It goes without saying that there is suffering in the world— a whole lot of it. I don’t need to convince you that things are askew, that conflict is rampant, too many people find themselves destitute and without enough to live on; sickness and disease cut short lives and make life full of misery for many.
Why do I start with such bleak observations? Not to focus on the negative or cause us to despair, but rather to help us perceive what is going on in today’s Gospel reading from St. John. It deals precisely with these issues— the issues of suffering, and what causes it; how sin infects our world; but also how the good God, the creator of all things, came to his fallen creation to refashion it and restore it to its primal beauty.

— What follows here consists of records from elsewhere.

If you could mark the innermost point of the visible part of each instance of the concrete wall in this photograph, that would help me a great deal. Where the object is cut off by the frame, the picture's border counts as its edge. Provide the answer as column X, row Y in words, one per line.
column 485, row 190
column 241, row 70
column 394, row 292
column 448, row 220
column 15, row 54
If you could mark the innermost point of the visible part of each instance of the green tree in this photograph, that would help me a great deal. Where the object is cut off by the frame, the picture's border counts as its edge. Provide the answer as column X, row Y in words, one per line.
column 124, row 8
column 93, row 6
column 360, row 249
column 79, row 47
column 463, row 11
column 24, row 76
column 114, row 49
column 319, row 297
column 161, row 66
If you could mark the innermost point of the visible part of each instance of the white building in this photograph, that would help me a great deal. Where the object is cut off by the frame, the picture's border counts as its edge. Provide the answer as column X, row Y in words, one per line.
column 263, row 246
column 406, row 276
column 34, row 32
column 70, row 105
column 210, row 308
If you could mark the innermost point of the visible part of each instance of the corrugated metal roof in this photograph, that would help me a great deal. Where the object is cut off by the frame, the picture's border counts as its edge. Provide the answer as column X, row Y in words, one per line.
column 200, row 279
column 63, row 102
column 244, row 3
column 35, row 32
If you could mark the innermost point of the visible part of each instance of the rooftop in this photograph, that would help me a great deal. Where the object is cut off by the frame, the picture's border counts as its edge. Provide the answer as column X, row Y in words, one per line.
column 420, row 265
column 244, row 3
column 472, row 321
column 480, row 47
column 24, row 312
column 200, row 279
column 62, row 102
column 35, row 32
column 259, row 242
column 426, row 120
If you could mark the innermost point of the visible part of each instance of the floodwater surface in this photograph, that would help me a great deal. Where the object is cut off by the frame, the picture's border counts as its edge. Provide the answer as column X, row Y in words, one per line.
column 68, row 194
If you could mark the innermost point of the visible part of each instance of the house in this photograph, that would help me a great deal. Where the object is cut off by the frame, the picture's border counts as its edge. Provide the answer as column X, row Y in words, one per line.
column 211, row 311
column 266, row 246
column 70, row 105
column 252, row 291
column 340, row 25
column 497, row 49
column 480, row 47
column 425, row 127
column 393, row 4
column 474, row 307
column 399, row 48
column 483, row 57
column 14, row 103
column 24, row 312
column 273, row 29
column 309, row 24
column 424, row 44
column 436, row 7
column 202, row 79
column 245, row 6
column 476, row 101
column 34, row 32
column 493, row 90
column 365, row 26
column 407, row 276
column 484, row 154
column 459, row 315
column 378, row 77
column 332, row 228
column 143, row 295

In today’s Gospel we hear about a man who was blind from birth. The man didn’t, as happens to some, become blind later in life, from an illness, an injury, or something similar. Moreover, Christ is emphatic here that this blind man’s suffering was not because of his own sin or the sin of his parents. At that time, just as today, many people assume that physical infirmities, sickness, maladies and other such things are a direct result of a sin committed by the one suffering. One hears very simple solutions given, that someone is suffering, or that a whole group or people, or even a nation, suffers because of a particular or a collective sin. There certainly are times and there are cases when it does seem that physical sickness or suffering is the direct result of sin. But not always, and so we have to be careful. Even in the writings of the church fathers, you can find some quotes to support the idea that sickness results directly from sin. Again, we must be careful, and also bear in mind how we read Scripture and how we read commentaries and Patristics interpretations. We do not select quotations in isolation; but as the great twentieth-century theologian, Fr. Georges Florovsky, said, we must acquire the mind of the fathers, the “consensum patrum.” The blind man in today’s Gospel, for example— how do you explain the cause of his suffering when he was born blind? He could not have sinned before he was born, obviously. Thus his suffering cannot be the result of a sin he committed, nor is his suffering the result of a sin committed by his parents. This is not to say that his parents were sinless; no, but rather their sins were not the direct cause of the man’s blindness.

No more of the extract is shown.